In this chapter we see the culmination of Samson’s character. Samson was imperfect, yet his faith in God led him to overcome seemingly impossible obstacles. Samson is mentioned by name as one among many in Hebrews 11:32-34 that accomplished much through faith.
In verses 1-3, there is evidence of Samson’s lack of righteousness and weakness in that he goes in to a harlot at Gaza. But he outsmarts his adversaries that wish to trap him by fleeing at midnight. His strength is indeed great as he places the gate doors of the city on top of a hill.
The story of Samson and Delilah begins in verse 4. The Philistines were still looking to subdue Samson at this time, and just like with the woman from Timnah, the Philistines try to get to Samson through Delilah.
She is to find out from Samson where his strength lies and report back to the Philistines so that they can finally subdue him. Instead of using threats as they did with the woman from Timnah, they bribe Delilah with money.
Thus Delilah asks Samson where his strength is and how he could be bound. Three different times he seems to suspect her motives and he tells her things that really could not bind him. Three different times he escapes the trap that the Philistines set for him. Then, starting in verse 15, Samson becomes tired of her endless questioning, “his soul was vexed to death” (vs. 16). He tells her that his strength lies in his hair and she arranges for his hair to be cut and for the Philistines to take him. They put out his eyes and take him to Gaza where he is bound by bronze and forced to grind grain. Samson is humiliated and enslaved, but his hair begins to grow again.
Notice in the latter part of verse 20 that even though Samson’s strength seemed to lay in his hair, the true source was the Lord.
The climax of Samson’s death and that of some 3,000 Philistines is a memorable one, full of vengeance and might. The Philistines are sacrificing to their false god dagon and they also are rejoicing in how they finally captured Samson.
Samson wants to take vengeance upon the Philistines because they took his eyesight and generally because of the adversarial history he has with them. Samson is able to bring down the temple on the Philistines and kill more of them with one act than he has done ever before. It is not his desire for vengeance that enables him to push on the pillars and bring down the temple. Rather it is Samson’s faith through prayer that God will give him the strength to do so. Add Samson’s faith to an environment where God seemed to be inclined to make the Philistines suffer and that Samson was a judge in Israel for twenty years, and you have the will of God bring enacted through Samson. Even with Samson’s faults and sins, God’s saw fit to bless him and use him. The same is true for us today. Even though we turn away from God, He still answers our prayers when we repent and call on Him in faith.
I am a sinner like Samson. I behave foolishly and selfishly and make decisions based on sinful desires.

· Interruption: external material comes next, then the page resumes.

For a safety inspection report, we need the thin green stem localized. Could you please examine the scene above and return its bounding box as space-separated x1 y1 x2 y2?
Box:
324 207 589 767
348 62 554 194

Samson, living under the old law, was not subject to the gospel call of Jesus Christ. But we are, so what saves us?
– God’s grace
– Obedience to Him and His word
– Baptism for the remission of sins (Mark 16:16, I Peter 3:21)
We hear the Word of God and we believe. We repent of our sins and confess that Jesus Christ is the Son of God. Then we are baptized and our sins are washed away. We become a new creation.
God bless you as you study along with me tonight. Thank you for reading. Samson’s story is remarkable. Is your faith as strong as his was? Have you been saved?